Methane emissions from oil, gas, and coal installations around the world are 20 to 60% higher than many official estimates, including the ones published by the Intergovernmental Panel on Climate Change (IPCC), according to a paper last week in the journal Nature.
The findings have serious implications for efforts to limit average global warming to 1.5° or even 2.0°C, since methane is a shorter-lived but far more potent greenhouse gas than carbon dioxide.
The two-year study, conducted by the U.S. National Oceanic and Atmospheric Administration (NOAA) and the University of Colorado’s Cooperative Institute for Research in Environmental Sciences, was “one of the most exhaustive analyses of long-term global methane emissions and methane carbon isotope records, with implications for climate policy worldwide,” InsideClimate News reports. The study also attributed a massive, ongoing methane spike, first reported by NOAA in 2007, to biological sources like cow flatulence and rotting biomass in landfills.
“It was a substantial effort, with a thorough analysis of uncertainties, to show that the fraction of atmospheric methane emitted from fossil sources (both anthropogenic and natural seeps) is greater than previously thought,” said NOAA methane specialist and study co-author Ed Dlugokencky.

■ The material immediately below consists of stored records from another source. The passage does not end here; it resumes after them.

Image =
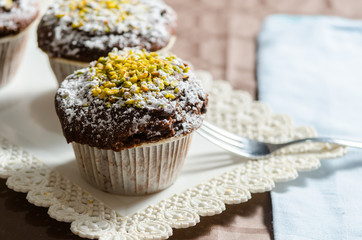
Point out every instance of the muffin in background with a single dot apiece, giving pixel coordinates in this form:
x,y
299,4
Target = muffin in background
x,y
15,18
130,117
76,32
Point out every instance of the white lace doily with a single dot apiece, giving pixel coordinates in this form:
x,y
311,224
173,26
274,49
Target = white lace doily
x,y
230,109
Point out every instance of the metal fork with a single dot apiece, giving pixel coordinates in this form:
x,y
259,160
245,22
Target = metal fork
x,y
254,149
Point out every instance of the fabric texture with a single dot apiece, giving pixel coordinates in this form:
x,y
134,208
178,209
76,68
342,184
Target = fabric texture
x,y
310,67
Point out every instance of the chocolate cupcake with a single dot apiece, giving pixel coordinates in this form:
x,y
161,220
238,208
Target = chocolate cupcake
x,y
76,32
15,17
130,117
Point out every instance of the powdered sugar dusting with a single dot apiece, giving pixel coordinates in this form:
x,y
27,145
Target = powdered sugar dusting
x,y
78,103
95,24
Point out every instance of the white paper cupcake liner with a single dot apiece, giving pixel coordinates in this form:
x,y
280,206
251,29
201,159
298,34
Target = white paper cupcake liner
x,y
11,51
63,68
135,171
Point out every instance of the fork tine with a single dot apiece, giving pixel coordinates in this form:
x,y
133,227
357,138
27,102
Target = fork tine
x,y
225,133
207,134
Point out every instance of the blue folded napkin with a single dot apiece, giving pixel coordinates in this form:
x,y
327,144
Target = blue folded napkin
x,y
310,67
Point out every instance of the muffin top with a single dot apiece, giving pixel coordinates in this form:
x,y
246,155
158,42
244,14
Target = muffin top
x,y
84,30
129,98
16,15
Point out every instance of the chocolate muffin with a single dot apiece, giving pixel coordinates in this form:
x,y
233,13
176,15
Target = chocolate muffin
x,y
15,17
75,32
130,117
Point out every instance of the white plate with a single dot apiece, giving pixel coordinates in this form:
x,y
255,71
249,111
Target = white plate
x,y
211,176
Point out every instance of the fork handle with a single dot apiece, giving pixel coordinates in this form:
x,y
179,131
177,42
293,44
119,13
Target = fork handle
x,y
342,142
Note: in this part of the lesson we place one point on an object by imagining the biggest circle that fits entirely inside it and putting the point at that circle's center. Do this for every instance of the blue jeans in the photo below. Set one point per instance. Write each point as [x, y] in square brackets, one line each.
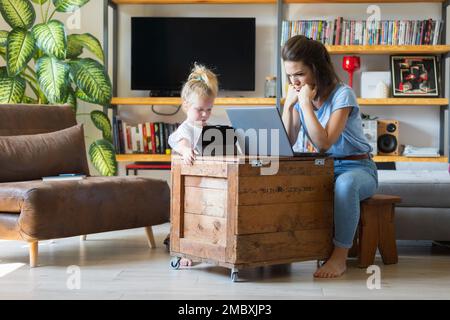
[355, 180]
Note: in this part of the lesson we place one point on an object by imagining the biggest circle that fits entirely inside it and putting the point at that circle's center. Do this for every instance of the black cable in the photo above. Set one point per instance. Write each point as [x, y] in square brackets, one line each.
[166, 114]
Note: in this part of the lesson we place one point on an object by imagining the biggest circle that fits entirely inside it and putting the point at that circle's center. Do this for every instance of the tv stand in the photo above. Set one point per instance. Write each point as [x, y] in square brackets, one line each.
[164, 93]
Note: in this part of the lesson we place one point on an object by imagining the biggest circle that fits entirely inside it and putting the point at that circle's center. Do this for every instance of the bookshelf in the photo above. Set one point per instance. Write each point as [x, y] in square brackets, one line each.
[389, 49]
[442, 50]
[167, 158]
[271, 101]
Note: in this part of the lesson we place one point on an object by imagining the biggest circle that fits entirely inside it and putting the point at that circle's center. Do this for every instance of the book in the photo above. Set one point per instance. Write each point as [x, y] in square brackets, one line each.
[65, 177]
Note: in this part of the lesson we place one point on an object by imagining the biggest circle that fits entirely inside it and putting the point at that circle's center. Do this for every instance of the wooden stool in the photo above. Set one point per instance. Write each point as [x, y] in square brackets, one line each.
[376, 230]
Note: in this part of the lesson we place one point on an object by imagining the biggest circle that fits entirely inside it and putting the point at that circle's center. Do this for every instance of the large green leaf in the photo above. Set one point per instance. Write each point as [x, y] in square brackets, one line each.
[53, 78]
[19, 51]
[18, 13]
[103, 157]
[74, 48]
[72, 99]
[101, 121]
[3, 38]
[83, 96]
[69, 5]
[51, 38]
[12, 89]
[91, 78]
[89, 42]
[29, 100]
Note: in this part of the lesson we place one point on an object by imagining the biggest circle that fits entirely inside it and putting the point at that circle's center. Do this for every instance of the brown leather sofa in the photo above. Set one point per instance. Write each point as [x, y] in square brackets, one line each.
[37, 141]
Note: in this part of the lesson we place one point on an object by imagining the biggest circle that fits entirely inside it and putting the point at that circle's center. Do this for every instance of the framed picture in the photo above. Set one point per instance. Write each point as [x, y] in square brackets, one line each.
[414, 76]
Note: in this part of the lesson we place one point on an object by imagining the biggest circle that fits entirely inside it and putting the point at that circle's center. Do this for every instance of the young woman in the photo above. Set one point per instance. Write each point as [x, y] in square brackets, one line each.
[321, 112]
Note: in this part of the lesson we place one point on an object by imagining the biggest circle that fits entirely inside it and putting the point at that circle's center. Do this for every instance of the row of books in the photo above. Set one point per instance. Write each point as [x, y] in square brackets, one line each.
[357, 32]
[148, 137]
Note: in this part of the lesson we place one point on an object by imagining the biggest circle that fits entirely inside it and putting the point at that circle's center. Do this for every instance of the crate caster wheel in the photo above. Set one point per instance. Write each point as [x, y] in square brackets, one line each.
[175, 263]
[320, 263]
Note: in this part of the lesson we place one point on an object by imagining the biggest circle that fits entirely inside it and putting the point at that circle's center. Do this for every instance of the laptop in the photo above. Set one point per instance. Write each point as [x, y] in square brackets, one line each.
[258, 123]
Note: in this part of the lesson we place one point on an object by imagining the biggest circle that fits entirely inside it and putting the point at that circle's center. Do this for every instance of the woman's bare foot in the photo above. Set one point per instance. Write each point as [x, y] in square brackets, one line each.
[184, 262]
[335, 266]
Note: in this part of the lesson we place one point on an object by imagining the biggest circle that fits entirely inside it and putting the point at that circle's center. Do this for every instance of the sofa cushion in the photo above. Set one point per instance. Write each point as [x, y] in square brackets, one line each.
[56, 209]
[30, 157]
[417, 188]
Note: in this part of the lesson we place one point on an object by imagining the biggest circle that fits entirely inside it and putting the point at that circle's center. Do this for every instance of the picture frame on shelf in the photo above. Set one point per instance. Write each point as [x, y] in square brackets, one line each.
[414, 76]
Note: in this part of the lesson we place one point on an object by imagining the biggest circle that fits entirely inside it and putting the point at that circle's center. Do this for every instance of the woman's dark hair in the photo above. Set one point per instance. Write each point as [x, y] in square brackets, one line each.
[314, 55]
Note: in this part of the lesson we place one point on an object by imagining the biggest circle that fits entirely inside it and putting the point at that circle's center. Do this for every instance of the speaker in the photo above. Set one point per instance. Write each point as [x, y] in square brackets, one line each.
[370, 132]
[387, 141]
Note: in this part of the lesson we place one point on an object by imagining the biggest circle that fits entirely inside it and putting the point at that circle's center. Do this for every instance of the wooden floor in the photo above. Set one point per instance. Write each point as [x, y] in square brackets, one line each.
[119, 265]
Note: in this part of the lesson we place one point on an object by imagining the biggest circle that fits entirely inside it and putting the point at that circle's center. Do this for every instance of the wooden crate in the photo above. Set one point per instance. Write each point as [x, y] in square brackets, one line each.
[225, 212]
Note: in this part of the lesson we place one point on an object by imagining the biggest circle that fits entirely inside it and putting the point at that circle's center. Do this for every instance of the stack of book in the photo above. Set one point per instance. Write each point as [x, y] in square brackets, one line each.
[359, 32]
[148, 137]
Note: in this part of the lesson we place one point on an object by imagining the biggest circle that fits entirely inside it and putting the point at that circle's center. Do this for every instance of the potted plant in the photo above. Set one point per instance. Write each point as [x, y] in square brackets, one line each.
[42, 57]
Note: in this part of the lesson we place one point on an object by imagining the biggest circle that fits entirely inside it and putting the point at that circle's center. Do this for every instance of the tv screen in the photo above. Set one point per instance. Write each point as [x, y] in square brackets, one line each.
[164, 50]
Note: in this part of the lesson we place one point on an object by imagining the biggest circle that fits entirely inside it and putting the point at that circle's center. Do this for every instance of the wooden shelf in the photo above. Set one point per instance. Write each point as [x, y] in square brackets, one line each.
[261, 1]
[403, 102]
[408, 159]
[359, 1]
[143, 157]
[193, 1]
[272, 101]
[177, 101]
[167, 158]
[388, 49]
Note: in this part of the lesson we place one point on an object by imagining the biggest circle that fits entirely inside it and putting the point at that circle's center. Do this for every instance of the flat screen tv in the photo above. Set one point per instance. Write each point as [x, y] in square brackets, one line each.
[164, 50]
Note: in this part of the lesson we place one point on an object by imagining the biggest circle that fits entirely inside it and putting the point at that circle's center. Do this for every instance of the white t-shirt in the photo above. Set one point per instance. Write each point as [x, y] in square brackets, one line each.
[187, 131]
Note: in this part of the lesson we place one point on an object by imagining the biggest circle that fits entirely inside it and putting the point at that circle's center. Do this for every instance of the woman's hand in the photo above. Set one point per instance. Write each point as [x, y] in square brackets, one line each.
[306, 94]
[188, 156]
[291, 97]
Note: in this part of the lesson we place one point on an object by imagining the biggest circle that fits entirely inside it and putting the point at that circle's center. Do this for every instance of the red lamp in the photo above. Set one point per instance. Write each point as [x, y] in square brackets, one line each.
[350, 64]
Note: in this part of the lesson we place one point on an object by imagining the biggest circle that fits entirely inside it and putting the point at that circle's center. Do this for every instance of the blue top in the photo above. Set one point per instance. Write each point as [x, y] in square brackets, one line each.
[352, 140]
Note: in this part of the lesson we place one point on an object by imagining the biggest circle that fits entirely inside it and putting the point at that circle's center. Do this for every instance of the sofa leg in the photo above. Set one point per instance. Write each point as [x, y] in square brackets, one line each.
[386, 244]
[150, 238]
[34, 249]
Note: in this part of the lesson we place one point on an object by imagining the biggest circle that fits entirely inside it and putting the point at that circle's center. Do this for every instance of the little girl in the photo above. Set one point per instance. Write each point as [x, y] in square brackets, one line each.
[197, 97]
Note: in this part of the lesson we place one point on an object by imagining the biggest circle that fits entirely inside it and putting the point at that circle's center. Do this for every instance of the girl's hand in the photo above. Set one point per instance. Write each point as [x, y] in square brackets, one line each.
[188, 156]
[291, 97]
[306, 94]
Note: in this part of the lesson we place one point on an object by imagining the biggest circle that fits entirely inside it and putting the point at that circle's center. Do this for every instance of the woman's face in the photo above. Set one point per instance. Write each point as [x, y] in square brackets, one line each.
[199, 109]
[299, 74]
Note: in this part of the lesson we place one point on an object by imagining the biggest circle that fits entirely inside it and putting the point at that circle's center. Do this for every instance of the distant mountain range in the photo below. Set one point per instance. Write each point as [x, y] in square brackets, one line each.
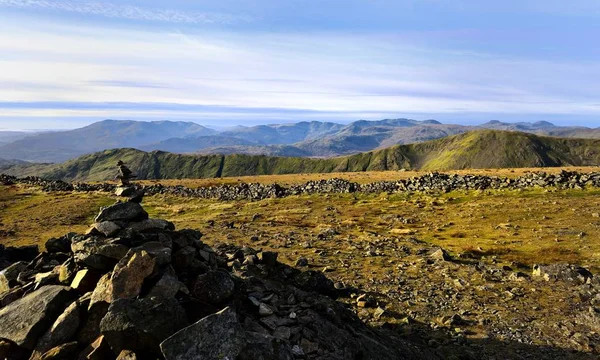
[475, 149]
[306, 139]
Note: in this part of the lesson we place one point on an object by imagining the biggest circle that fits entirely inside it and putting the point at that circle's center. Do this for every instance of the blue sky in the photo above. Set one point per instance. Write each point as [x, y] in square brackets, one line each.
[64, 64]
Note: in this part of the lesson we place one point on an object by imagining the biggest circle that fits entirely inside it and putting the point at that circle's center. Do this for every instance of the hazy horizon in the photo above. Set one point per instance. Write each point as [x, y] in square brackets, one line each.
[69, 63]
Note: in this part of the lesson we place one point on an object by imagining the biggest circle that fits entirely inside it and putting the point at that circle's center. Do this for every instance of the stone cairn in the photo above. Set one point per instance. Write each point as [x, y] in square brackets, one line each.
[133, 287]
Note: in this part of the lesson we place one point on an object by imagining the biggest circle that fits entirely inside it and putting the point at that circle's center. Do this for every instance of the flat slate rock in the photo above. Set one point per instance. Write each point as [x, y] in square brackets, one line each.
[215, 337]
[26, 319]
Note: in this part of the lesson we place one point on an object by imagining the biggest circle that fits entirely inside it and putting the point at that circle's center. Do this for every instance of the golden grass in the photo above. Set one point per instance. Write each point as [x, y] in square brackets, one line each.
[530, 226]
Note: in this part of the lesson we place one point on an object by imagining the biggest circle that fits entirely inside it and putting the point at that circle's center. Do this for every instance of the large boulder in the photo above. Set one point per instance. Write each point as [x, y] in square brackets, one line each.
[214, 287]
[141, 325]
[217, 336]
[59, 245]
[122, 211]
[129, 274]
[26, 319]
[97, 253]
[63, 330]
[9, 275]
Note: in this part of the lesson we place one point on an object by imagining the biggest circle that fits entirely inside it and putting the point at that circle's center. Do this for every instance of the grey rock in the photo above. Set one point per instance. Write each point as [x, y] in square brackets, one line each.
[62, 330]
[214, 287]
[141, 325]
[26, 319]
[9, 275]
[440, 254]
[160, 252]
[218, 336]
[124, 191]
[149, 225]
[168, 286]
[122, 211]
[96, 252]
[107, 228]
[58, 245]
[129, 274]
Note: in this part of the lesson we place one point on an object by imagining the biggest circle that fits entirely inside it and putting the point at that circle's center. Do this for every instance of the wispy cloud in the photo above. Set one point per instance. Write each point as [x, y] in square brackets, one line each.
[128, 12]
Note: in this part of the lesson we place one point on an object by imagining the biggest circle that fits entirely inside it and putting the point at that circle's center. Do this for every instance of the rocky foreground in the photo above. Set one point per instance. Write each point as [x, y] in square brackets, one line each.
[255, 191]
[135, 288]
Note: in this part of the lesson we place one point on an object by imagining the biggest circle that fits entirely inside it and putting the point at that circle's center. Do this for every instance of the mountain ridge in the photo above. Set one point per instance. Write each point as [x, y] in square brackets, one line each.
[475, 149]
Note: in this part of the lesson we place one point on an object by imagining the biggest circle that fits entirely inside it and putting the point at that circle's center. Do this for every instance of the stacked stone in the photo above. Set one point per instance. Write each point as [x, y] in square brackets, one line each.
[433, 182]
[133, 287]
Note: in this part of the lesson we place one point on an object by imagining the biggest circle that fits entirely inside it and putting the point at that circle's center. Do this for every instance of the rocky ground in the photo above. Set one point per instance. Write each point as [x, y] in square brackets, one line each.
[257, 191]
[390, 295]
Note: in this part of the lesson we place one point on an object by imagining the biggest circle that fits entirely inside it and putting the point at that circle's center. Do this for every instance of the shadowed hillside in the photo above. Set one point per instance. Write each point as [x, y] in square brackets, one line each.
[477, 149]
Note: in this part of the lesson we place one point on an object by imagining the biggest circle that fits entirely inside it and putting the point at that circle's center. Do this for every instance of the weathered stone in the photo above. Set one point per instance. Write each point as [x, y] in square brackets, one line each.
[149, 225]
[127, 355]
[62, 330]
[562, 272]
[26, 319]
[301, 262]
[141, 325]
[122, 211]
[218, 336]
[66, 271]
[96, 252]
[160, 253]
[9, 275]
[214, 287]
[261, 346]
[124, 191]
[61, 352]
[129, 274]
[107, 228]
[47, 278]
[269, 258]
[103, 291]
[168, 286]
[58, 245]
[98, 350]
[11, 296]
[85, 280]
[315, 281]
[440, 254]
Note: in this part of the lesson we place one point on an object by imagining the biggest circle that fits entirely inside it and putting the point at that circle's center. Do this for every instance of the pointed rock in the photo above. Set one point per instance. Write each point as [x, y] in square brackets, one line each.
[26, 319]
[141, 325]
[122, 211]
[129, 274]
[217, 336]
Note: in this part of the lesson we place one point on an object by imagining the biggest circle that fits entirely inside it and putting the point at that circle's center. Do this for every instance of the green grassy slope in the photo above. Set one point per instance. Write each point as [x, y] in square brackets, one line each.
[477, 149]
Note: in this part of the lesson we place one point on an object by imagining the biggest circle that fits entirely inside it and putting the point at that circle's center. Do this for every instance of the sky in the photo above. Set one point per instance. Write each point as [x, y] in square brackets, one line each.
[67, 63]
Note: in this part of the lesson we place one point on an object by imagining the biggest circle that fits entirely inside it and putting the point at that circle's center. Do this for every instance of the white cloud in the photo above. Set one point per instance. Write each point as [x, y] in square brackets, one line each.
[129, 12]
[349, 75]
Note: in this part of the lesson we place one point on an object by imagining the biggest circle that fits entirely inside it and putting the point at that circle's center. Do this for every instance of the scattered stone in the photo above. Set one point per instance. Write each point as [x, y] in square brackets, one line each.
[301, 262]
[58, 245]
[9, 275]
[214, 287]
[26, 319]
[63, 329]
[122, 211]
[218, 336]
[129, 274]
[141, 325]
[107, 228]
[440, 254]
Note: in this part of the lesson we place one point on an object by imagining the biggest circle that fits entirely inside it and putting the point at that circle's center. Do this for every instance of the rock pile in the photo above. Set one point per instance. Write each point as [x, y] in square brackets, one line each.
[134, 287]
[253, 191]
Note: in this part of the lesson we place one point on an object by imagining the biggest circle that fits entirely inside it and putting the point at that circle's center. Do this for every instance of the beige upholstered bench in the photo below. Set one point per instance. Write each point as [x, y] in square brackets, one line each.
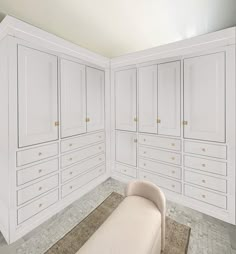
[137, 226]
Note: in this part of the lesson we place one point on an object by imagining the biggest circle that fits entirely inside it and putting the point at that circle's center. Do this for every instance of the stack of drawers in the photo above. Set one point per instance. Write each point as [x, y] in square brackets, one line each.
[159, 160]
[40, 183]
[37, 179]
[205, 172]
[82, 161]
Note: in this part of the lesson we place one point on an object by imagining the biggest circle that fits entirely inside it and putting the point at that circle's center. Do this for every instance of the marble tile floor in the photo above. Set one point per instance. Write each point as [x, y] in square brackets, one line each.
[208, 235]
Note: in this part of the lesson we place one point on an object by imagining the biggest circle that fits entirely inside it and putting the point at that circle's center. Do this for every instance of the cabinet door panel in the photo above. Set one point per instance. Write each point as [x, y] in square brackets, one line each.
[204, 97]
[73, 98]
[125, 97]
[95, 99]
[147, 83]
[169, 98]
[37, 96]
[126, 148]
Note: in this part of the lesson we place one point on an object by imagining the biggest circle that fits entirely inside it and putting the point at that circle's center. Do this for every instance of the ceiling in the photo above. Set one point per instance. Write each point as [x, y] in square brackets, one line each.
[117, 27]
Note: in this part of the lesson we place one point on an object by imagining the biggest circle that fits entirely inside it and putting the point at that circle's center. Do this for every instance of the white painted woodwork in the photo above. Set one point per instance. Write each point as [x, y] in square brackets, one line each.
[169, 98]
[205, 196]
[126, 148]
[95, 99]
[73, 98]
[37, 96]
[204, 97]
[147, 99]
[125, 100]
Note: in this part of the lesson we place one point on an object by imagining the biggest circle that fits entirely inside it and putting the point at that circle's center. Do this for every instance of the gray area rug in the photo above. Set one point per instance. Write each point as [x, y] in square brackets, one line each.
[177, 235]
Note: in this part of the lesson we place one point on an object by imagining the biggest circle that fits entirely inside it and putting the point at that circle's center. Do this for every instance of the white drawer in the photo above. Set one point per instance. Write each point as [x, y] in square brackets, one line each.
[205, 149]
[35, 154]
[160, 155]
[125, 170]
[160, 168]
[82, 167]
[37, 206]
[36, 189]
[167, 143]
[205, 196]
[82, 180]
[206, 165]
[71, 158]
[79, 142]
[161, 181]
[206, 181]
[29, 174]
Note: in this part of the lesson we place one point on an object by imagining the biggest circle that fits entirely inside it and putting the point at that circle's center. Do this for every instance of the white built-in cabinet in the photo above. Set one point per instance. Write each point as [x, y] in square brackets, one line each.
[82, 98]
[204, 97]
[37, 96]
[126, 100]
[73, 98]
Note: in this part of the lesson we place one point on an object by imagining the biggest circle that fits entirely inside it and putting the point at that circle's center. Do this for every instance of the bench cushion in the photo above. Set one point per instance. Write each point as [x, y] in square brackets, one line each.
[134, 227]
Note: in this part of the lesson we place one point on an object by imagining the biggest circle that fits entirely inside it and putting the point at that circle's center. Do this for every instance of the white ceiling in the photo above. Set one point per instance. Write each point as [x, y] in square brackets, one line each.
[116, 27]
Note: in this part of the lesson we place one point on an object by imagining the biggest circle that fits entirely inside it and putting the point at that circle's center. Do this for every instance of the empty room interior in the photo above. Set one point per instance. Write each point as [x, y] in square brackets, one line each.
[118, 127]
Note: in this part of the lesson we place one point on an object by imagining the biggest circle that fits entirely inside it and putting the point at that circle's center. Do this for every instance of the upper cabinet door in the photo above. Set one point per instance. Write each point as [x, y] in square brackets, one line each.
[95, 99]
[37, 96]
[125, 100]
[73, 98]
[147, 99]
[204, 97]
[169, 99]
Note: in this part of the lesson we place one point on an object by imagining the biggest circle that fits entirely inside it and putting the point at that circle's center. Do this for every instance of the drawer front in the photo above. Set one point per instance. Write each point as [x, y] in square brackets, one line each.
[160, 168]
[167, 143]
[36, 189]
[29, 174]
[161, 181]
[36, 154]
[82, 167]
[205, 196]
[132, 172]
[205, 149]
[160, 155]
[206, 165]
[37, 206]
[79, 142]
[206, 181]
[82, 180]
[82, 154]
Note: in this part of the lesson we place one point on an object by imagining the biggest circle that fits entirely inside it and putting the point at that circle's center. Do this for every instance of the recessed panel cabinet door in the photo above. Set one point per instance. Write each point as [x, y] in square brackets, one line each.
[37, 96]
[169, 99]
[147, 99]
[204, 97]
[125, 99]
[95, 99]
[126, 148]
[73, 98]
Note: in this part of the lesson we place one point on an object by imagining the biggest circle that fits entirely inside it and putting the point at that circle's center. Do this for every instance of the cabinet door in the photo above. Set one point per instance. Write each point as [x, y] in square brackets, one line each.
[73, 98]
[169, 98]
[125, 98]
[126, 148]
[147, 99]
[204, 97]
[37, 96]
[95, 99]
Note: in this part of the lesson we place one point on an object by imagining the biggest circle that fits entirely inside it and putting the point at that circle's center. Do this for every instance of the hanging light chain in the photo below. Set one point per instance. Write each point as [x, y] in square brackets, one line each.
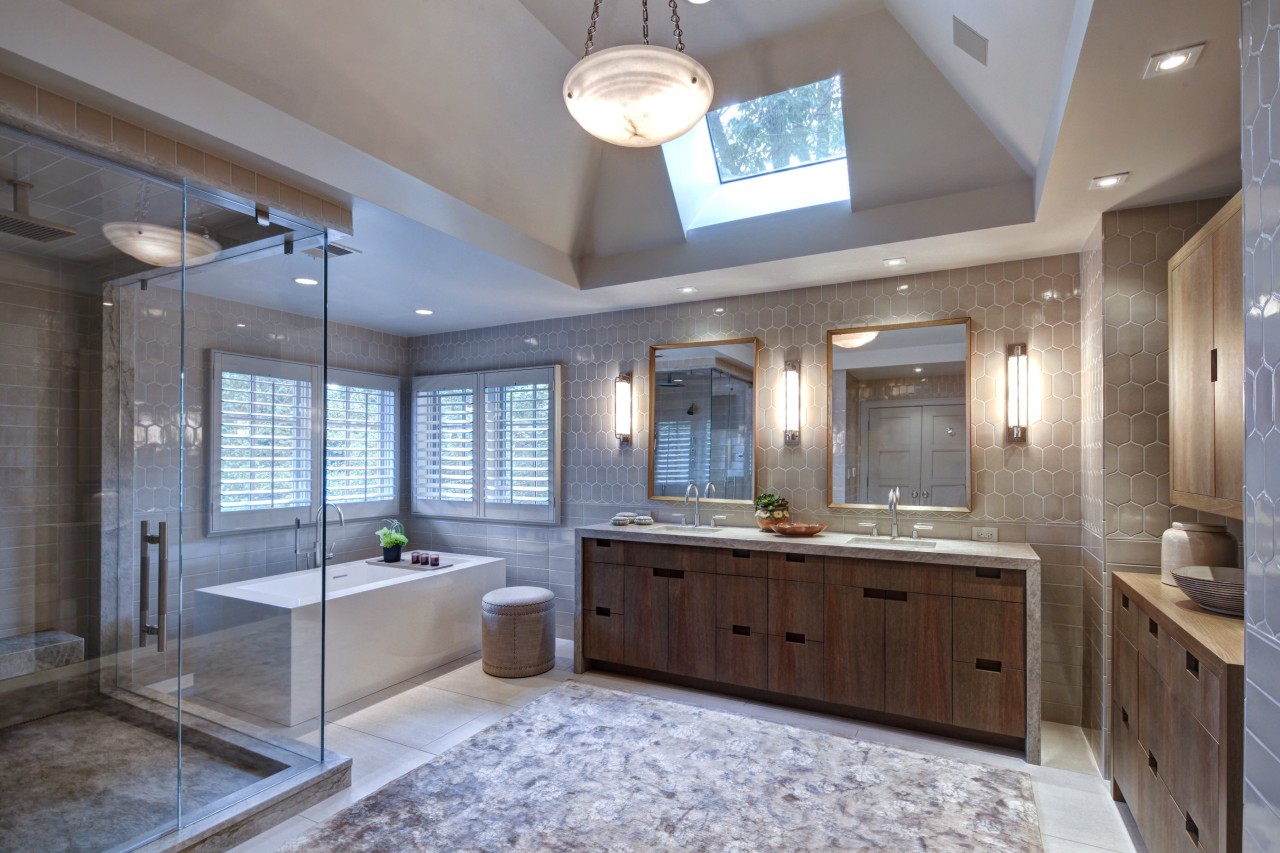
[679, 32]
[590, 30]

Research by the Environmental Defense Fund had already established that methane leaks from U.S. fossil projects were higher than U.S. Environmental Protection Agency estimates. The new research shows “that we have also been consistently underestimating oil and gas methane emissions on a global scale,” wrote EDF scientist Steven Hamburg.
The study determined that “methane escaping from natural gas, oil and coal production accounts for 132 to 165 million tons of the 623 million tons emitted by all sources every year,” ICN reports. “That makes fossil fuel industries responsible for between 20 and 25% of the global methane problem.”